Despite this, other companies are already using the technology. Multidisciplinary consultant Citex has been using PDA technology for four years for building condition surveys and disability and fire audits. These are carried out for large national chains, and up to 1400 properties can be surveyed for one client. Citex has developed its own software, and tweaks it for each job to suit the needs of the individual client.

Paul King, Citex's director of building surveying, says that compared with paper systems, the PDA ensures that the information gathered is very detailed and consistent, even though over 30 different surveyors can be involved on one project. The data is easily downloaded on to a main computer system and analysed.

PDA software aimed at the construction sector is becoming increasingly available off the shelf.

In May, BRE will launch a PDA-based safety audit tool called SABRE, which should be faster to complete than a paper-based audit, and the information will be more accessible and can be transferred to head office instantly. The system is being trialled by contractors Carrillion and May Gurney, and consultant Oscar Faber. CALIBRE, BRE's tool for identifying and reducing waste on site, is also used on a PDA, and CAD packages are available too.

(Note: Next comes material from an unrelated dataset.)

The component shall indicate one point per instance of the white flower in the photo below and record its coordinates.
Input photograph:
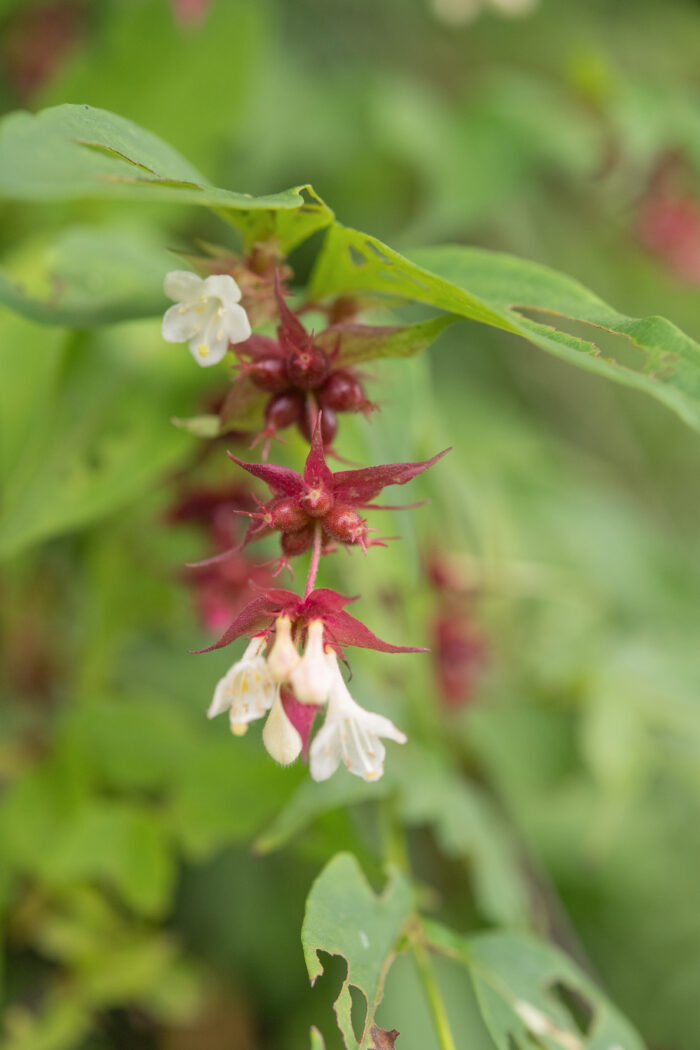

Software developer AutoDesk supplies Onsite View, a tool that allows the user to view and pan and zoom across AutoCAD drawings downloaded to a PDA. The surveying department of contractor YDL Construction uses it for checking work carried out by subcontractors, and to check that last-minute design changes match drawing revisions.

Tony McKernon, principal consultant on the SABRE project at BRE, thinks more people are now recognising the potential advantages of the technology. "In the States they use these things for everything," he says. "We are a bit slow off the blocks here." He believes the Pocket PC system will push uptake forward as it is a proper work tool, compared with first generation PDAs, which he describes as "glorified Filofaxes".

Change will continue as the technology develops. PDAs combined with mobile phones are already available, and as PDAs get more powerful and laptops shrink, the line between them will become more and more blurred. Prices will come down and such equipment will be within the reach of smaller firms.

It was only a few years ago that basic mobile phones cost several hundred pounds, were the size of bricks and only used by the wealthy. These days, not only does every builder have one, but their children do as well. It's only a matter of time before handheld computers follow in the mobile's footsteps.